Ogni volta

«Ogni volta che la osservavo, quel suo sguardo umido e trasognato, quel modo selvatico, esuberante, con cui accarezzava ogni cane e ogni gatto, l'inquietudine che le faceva cominciare un po’ di tutto, per poi lasciarlo a metà, per me era un turbamento infinito. E poi, la furia ardente con cui, la sera, consumava i pochi, miseri libri della biblioteca dell'albergo o compulsava i due consunti libri di poesia che aveva portato con sé, il suo Goethe e il suo Baumbach… Ma perché sorride?»

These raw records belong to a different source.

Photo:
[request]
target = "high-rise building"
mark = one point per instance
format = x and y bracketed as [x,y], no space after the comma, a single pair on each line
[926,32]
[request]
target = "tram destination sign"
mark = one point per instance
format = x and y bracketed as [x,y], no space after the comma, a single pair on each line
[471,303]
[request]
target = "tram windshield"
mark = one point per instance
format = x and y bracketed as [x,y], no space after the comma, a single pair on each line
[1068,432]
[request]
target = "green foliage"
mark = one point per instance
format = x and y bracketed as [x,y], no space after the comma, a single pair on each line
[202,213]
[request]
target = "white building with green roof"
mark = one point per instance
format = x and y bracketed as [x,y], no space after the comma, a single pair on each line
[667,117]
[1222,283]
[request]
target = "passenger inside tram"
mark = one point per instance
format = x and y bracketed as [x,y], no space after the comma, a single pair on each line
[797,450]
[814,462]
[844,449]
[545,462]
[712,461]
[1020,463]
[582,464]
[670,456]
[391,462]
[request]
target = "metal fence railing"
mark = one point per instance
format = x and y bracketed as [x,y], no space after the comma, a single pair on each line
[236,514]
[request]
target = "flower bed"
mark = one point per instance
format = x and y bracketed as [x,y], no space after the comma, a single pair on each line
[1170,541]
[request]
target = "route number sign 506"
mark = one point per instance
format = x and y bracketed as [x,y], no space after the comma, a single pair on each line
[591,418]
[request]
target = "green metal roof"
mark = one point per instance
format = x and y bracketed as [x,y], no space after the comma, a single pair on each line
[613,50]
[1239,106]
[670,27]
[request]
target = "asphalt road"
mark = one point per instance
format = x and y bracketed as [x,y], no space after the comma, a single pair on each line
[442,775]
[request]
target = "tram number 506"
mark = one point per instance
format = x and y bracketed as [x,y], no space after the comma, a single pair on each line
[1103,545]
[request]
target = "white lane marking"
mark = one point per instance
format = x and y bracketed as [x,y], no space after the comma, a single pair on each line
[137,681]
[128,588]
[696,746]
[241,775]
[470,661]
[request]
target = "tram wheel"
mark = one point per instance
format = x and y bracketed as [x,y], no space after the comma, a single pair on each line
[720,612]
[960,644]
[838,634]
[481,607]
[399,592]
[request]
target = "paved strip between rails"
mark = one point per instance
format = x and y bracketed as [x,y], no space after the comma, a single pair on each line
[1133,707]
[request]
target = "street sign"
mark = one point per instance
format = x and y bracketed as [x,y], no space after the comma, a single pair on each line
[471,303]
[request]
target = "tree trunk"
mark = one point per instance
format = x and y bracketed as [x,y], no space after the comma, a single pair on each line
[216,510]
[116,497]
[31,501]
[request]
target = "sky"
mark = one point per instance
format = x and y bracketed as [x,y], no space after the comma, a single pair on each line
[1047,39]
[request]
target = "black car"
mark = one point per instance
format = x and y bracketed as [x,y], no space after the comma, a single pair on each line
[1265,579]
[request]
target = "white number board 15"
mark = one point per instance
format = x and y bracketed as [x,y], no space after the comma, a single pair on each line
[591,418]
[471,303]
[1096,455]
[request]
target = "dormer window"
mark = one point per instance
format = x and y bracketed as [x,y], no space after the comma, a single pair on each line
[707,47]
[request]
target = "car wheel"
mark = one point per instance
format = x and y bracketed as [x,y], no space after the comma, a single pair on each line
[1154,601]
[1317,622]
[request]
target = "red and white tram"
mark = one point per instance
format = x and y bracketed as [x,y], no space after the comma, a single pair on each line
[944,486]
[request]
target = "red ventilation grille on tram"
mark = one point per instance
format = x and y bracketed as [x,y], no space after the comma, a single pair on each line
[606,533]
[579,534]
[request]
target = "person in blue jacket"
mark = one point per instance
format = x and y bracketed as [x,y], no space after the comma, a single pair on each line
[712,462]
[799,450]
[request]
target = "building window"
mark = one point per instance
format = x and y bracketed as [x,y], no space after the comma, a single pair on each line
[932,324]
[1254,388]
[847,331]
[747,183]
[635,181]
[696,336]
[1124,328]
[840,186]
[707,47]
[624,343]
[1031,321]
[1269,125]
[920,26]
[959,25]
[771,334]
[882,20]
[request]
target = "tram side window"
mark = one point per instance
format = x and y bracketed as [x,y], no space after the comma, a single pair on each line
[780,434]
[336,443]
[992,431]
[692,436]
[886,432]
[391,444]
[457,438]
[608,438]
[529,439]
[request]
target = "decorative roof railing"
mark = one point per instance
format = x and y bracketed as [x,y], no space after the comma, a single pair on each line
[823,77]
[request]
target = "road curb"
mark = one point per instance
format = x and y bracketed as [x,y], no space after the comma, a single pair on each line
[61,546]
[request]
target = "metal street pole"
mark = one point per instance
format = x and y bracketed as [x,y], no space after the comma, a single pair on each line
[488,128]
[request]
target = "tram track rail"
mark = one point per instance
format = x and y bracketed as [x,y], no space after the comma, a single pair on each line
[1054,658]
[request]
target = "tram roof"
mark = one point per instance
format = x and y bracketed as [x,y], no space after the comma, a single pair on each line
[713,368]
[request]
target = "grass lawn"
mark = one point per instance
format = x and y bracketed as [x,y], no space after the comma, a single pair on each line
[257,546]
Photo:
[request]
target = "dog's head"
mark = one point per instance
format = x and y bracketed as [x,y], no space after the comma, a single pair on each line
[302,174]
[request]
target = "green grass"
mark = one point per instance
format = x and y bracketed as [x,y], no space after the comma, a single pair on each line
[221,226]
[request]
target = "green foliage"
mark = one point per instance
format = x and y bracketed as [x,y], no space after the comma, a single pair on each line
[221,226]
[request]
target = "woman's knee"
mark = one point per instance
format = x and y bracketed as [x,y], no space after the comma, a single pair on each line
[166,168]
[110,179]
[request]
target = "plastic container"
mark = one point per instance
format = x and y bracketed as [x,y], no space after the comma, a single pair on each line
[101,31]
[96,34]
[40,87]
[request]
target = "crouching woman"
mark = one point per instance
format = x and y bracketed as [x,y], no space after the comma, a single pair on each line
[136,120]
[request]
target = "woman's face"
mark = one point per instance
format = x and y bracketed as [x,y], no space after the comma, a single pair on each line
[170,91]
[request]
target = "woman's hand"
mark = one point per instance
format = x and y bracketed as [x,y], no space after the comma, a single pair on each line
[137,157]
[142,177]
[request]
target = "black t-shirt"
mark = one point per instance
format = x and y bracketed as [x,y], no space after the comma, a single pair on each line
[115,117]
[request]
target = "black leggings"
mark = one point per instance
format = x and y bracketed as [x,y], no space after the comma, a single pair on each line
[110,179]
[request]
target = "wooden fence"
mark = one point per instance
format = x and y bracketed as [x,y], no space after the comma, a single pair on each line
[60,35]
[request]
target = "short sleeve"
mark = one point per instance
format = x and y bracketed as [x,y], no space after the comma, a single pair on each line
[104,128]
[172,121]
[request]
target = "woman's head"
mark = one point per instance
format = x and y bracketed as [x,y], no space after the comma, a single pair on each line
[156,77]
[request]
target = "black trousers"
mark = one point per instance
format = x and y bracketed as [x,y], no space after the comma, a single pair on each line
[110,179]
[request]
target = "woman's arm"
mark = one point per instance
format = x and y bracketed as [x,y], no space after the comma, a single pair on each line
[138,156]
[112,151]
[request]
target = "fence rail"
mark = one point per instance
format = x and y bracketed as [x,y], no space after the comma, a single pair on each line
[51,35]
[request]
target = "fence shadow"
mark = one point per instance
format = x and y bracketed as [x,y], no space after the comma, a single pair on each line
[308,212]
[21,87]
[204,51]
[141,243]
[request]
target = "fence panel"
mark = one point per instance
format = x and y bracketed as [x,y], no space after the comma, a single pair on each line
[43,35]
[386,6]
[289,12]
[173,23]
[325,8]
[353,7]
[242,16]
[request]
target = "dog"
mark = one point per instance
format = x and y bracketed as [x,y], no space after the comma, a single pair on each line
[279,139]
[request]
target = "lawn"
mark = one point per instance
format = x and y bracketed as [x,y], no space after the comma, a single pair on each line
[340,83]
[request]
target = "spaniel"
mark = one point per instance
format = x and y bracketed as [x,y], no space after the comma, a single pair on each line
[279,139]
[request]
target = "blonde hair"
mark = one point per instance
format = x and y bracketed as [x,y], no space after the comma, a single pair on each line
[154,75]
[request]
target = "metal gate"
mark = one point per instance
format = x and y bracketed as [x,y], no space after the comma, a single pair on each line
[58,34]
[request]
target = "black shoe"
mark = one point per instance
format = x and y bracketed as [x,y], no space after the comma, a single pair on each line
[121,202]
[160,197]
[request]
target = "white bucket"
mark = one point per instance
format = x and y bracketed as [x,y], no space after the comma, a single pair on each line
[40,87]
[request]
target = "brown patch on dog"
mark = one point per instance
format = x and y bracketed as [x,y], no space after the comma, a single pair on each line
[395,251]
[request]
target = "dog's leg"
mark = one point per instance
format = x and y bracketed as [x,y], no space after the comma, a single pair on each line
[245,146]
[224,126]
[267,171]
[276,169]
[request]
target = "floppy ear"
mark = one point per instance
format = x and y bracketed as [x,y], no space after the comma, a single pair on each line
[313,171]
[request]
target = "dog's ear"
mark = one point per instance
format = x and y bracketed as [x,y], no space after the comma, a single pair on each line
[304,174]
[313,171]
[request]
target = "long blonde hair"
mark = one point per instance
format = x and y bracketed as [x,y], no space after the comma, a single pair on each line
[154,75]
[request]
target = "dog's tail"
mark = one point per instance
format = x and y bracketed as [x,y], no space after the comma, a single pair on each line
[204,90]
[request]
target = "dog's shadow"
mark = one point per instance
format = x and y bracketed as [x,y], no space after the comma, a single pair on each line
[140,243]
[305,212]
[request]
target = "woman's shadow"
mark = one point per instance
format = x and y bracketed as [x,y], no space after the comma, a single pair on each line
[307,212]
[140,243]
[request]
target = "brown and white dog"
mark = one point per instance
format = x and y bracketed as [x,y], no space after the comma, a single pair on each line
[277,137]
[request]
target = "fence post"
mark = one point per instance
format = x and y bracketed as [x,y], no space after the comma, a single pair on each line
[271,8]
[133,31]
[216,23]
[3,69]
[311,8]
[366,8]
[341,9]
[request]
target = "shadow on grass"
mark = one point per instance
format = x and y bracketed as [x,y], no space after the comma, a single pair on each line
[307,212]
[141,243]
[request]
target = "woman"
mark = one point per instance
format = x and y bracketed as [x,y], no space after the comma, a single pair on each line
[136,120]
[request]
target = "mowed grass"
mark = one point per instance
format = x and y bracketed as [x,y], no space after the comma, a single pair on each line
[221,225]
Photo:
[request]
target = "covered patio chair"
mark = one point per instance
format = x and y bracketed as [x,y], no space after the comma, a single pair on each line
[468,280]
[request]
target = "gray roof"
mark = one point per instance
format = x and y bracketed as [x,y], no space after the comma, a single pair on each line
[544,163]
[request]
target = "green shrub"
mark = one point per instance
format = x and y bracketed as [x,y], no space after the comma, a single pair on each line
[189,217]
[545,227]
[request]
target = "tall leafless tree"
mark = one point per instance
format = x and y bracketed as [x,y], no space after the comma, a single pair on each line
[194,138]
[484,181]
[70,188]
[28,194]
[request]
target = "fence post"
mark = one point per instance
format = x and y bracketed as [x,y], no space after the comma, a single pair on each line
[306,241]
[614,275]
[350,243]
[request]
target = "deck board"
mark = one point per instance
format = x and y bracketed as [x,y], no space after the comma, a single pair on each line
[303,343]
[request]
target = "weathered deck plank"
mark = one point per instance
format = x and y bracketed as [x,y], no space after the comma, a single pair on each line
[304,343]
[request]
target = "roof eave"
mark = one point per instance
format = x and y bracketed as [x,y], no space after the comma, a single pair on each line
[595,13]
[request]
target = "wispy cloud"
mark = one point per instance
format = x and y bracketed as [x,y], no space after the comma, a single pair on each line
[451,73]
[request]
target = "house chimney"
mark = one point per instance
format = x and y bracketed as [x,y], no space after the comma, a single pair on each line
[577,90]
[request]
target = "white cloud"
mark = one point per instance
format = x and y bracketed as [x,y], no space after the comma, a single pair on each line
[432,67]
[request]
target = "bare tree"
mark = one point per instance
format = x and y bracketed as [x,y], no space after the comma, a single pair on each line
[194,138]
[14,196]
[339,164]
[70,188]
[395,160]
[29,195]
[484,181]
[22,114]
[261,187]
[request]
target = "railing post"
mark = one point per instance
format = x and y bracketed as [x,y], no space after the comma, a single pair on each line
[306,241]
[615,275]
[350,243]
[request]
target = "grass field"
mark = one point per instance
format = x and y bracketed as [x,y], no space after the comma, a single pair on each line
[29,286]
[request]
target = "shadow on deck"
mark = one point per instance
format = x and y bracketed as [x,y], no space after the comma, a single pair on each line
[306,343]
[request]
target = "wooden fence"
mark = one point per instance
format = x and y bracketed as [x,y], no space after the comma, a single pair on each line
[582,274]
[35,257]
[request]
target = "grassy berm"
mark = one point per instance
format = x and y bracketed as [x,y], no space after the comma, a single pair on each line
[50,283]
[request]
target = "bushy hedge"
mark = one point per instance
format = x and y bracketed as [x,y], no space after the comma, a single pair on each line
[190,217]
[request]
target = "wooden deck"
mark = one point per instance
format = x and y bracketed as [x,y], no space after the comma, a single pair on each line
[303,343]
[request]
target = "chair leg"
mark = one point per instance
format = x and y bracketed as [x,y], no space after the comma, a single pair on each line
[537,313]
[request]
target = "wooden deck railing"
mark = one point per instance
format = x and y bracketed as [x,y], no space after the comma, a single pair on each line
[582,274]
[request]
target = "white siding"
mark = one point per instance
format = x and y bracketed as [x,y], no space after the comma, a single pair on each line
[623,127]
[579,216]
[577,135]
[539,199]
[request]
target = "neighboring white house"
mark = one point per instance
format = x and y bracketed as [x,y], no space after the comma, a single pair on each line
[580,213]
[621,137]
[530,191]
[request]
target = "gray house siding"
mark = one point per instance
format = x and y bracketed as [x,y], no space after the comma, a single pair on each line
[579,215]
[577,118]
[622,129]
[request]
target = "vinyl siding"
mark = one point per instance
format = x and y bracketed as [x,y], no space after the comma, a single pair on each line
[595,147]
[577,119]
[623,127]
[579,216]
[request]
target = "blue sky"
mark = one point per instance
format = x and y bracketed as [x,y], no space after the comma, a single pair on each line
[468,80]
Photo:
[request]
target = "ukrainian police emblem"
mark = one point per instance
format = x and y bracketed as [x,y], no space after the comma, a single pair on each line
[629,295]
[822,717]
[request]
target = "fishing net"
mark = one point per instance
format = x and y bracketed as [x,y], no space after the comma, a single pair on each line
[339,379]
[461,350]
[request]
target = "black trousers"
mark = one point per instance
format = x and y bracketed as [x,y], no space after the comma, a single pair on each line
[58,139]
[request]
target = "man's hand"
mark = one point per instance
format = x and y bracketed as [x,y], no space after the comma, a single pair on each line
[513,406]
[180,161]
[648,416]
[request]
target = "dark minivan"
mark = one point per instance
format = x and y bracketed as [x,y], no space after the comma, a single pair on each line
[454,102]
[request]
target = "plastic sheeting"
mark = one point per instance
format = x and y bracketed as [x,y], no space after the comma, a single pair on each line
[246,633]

Dovevo scusarmi. «È solo l'accostamento, Goethe e Baumbach». «Ah, ecco! Certo, è buffo. Eppure non lo è. Mi creda, alle ragazzine, a quell'età, non importa leggere poesie belle o brutte, autentiche o insincere. Per loro i versi sono soltanto calici con cui dissetarsi, e non badano al vino perché l'ebbrezza è già dentro di esse, ancor prima di bere. Così era quella ragazza, traboccava di desiderio struggente, che le risplendeva negli occhi, le faceva tremare le dita appoggiate sul tavolo, conferendo alla sua andatura un aspetto goffo eppure lieve, tra il volo e la paura. Si vedeva ch'era affamata di parlar con qualcuno per liberarsi un po’ della sua piena, ma là non c'era nessuno, soltanto solitudine, soltanto il tintinnio dei ferri, dritto e rovescio, le fredde occhiate sospettose delle due signore.»